This book really stuck with me - Theo has a lot on her plate and doesn't always make the "right" choice, but she's doing the best she can.

A Northern Light by Jennifer Donnelly
Unlike the other books on this list, this story is historical fiction, but Mattie, like all the women in these books, has a deeply personal story to tell. Inspired by the same story as Theodore Dreiser's An American Tragedy, this book is about a maid at a hotel who possesses letters that could solve the murder of a hotel guest.

But Mattie is not just a maid: She has dreams of continuing her education and writing books, but she's stuck at her farm taking care of her sisters because her mother is dead and her brother ran off. The setting of this book is compelling and feels real to the time, and Mattie's struggles are emotionally powerful.
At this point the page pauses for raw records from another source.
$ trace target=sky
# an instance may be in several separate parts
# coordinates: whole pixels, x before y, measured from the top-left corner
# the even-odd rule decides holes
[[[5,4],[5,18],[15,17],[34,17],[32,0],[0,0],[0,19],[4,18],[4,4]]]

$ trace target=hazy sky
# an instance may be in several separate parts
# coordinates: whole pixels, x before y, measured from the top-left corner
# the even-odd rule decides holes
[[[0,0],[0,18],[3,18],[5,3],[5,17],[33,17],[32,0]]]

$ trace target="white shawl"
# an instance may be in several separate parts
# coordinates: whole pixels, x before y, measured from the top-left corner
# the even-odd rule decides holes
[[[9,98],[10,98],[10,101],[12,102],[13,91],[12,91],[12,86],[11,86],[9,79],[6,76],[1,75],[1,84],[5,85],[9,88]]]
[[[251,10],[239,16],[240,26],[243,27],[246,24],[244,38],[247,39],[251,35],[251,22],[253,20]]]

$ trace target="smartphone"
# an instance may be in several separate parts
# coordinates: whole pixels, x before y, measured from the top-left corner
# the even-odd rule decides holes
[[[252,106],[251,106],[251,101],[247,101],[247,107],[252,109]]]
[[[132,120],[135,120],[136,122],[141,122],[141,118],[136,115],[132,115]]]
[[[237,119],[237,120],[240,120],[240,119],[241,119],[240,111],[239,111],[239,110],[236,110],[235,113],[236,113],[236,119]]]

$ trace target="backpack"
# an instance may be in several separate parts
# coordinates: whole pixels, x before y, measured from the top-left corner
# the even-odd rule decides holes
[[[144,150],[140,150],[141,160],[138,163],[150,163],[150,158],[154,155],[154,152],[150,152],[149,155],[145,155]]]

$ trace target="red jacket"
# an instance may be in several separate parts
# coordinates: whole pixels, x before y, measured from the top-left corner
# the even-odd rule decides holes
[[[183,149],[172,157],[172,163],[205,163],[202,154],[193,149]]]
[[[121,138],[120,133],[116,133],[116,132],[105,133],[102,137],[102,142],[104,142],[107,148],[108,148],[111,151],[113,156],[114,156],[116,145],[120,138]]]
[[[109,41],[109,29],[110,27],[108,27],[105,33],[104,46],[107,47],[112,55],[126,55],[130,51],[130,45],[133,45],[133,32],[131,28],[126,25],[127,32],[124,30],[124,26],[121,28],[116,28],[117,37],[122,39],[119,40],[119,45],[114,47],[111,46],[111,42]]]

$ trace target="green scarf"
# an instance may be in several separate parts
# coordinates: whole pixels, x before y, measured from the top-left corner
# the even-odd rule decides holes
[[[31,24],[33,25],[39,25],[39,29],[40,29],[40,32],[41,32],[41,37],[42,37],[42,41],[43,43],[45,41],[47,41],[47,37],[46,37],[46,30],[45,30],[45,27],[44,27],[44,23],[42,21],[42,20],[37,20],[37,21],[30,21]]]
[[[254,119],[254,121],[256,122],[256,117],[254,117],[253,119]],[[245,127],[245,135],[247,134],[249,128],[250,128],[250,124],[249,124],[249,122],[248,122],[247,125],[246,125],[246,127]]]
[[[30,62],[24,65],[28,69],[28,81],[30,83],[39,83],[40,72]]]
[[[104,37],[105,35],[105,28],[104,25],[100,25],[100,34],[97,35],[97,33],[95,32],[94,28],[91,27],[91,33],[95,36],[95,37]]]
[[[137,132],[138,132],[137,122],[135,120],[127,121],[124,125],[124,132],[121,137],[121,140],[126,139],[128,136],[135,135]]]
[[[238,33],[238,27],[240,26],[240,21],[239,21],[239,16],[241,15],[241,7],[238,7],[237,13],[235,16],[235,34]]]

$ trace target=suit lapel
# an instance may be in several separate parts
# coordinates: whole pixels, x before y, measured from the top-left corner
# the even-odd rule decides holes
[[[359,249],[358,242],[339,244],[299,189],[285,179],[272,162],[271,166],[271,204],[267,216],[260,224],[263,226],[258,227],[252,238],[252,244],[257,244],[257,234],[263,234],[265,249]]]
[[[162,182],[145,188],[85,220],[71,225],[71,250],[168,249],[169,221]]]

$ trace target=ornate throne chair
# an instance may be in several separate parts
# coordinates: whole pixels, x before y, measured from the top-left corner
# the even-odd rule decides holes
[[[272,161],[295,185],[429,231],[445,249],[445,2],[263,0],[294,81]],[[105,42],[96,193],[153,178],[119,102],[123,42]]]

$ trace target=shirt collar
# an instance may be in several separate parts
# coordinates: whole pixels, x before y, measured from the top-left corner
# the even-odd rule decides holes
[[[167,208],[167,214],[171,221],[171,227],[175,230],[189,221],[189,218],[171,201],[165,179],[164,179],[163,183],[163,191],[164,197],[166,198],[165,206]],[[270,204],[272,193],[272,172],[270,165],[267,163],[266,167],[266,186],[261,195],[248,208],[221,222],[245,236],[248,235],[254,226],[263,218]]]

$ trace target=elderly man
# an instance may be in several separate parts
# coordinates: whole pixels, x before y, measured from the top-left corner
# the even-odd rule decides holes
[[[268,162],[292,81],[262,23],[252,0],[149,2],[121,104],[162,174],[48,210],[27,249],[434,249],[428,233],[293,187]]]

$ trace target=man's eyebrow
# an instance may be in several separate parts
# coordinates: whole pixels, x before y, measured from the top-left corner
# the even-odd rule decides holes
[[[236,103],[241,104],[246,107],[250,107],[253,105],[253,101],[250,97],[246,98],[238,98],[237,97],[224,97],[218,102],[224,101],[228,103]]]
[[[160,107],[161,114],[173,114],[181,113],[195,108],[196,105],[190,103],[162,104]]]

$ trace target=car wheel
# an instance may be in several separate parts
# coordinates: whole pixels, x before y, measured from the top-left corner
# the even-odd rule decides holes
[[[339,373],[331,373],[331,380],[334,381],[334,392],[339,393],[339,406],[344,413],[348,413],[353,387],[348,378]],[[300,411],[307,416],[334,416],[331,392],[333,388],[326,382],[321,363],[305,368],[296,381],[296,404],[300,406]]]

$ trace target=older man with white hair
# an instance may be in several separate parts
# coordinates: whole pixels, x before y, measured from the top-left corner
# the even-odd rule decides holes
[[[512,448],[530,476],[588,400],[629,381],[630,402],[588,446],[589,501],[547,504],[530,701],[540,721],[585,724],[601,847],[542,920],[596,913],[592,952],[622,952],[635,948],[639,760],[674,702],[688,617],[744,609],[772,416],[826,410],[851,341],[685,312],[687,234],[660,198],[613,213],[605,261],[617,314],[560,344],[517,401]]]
My Heartbeat by Garret Freyman-Weyr
It should be hard to call a Printz nominee underrated, but this book is. Ellen is a high school freshman in love with her brother Link's best friend, James. It's never been a problem, until a friend at school asks if Link and James are a couple. Are they?

James and Link and their parents have different answers to that question, and in the course of investigating what love is and should be, Ellen also attempts to find her own interests - her own heartbeat. I love love love this book and want everyone to read it. And then read all the books Ellen reads over the course of the novel, starting with
The Age of Innocence, starring her namesake.

If you're interested in the LGBTQ aspects of the story, The Miseducation of Cameron Post delves deeper into the consequences of a disapproving family. The mid-1990s setting was a little jarring to me because it wasn't quite contemporary or historical, but Cameron has an interesting voice and an absorbing story.

Everything Leads to You by Nina LaCour takes a different angle. It's an engrossing story about a young woman in Hollywood for the summer working as a set designer while trying to stay away from the ex-girlfriend she keeps taking back.

This Song Will Save Your Life by Leila Sales
Elise has never really fit in at school. She doesn't understand the rules and everyone picks on her and she has nothing. Until she finds Start, an underground dance club. There, people like her and even trust her.

DJing becomes her next big project. She's always been precocious and good with projects. The problem is that the world doesn't like precocious - the world likes ordinary people. This book is about bullying and trying and failing to fit in, but it's also about a girl struggling to find her place in the world.

If you liked this, try the whole oeuvre of Sarah Dessen. Her books are full of complicated teenage girls trying to live their lives among the chaos of everyday normal teenage life, or Since You've Been Gone by Morgan Matson, about Emily's summer after her best friend Sloane disappears from her life.